Vladimir Nabokov

Lolita

États-Unis    1955

Genre de texte
roman

Contexte
Humbert Humbert est obsédé par l’adolescente nymphette Lolita. Après la mort accidentelle de la mère de Lolita, Humbert en a la garde et l’embarque dans un long périple à moto à travers les Etats-Unis, de motel en motel. Humbert en vient à soupçonner qu’ils sont suivis par un homme qui est soit un détective, soit un amoureux de Lolita. Toutefois, le lecteur en vient à se demander si le compte rendu de Humbert est fiable ou si c’est le produit de sa paranoïa. Lolita finit par disparaître, sans doute avec l’homme qui les suivait.

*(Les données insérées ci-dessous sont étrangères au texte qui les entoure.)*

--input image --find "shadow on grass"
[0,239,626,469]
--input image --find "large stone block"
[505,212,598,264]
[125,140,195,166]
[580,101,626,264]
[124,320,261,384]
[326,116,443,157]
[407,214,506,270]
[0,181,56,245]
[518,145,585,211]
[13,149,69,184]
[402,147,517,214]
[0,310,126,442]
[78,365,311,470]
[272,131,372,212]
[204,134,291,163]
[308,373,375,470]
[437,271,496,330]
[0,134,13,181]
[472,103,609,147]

Humbert ne peut se défaire de ses pensées obsédantes et de sa culpabilité.

Texte original

Texte témoin
Lolita, Paris: Gallimard, 2001, p. 377-8. Traduit de l’anglais par Maurice Couturier. Lolita, New York: G.P. Putnam’s Son’s, 1955, p. 256.




RĂŞve de Humbert (2)

Breloques viennoises

Si étrange que cela puisse paraître, je rêvais rarement sinon jamais à Lolita telle que je me la rappelais — telle que je me la représentais constamment, de manière obsédante, dans ma conscience éveillée durant mes cauchemars diurnes et mes insomnies. Soyons plus précis : elle hanta, certes, mon sommeil mais elle y apparaissait sous un déguisement ridicule, tantôt sous les traits de Valeria, tantôt sous ceux de Charlotte, ou comme un croisement des deux. Ce spectre complexe s’avançait vers moi, effeuillant ses combinaisons l’une après l’autre, dans une atmosphère de tristesse et de dégoût extrêmes, et s’étendait d’un air médiocrement séducteur sur quelque planche étroite ou quelque divan peu confortable, la chair béante comme la valve en caoutchouc d’une vessie de ballon de football. Et chaque fois je me retrouvais, dentier disloqué ou désespérément égaré, dans d’horribles chambres garnies où l’on me divertissait par d’ennuyeuses séances de vivisection qui s’achevaient toutes de la même façon : Charlotte ou Valeria pleuraient dans mes bras sanguinolents et je les embrassais tendrement de mes lèvres fraternelles dans un imbroglio onirique fait de breloques viennoises à l’encan, de pitié, d’impuissance et de perruques brunes appartenant à de vieilles femmes tragiques qui venaient d’être gazées.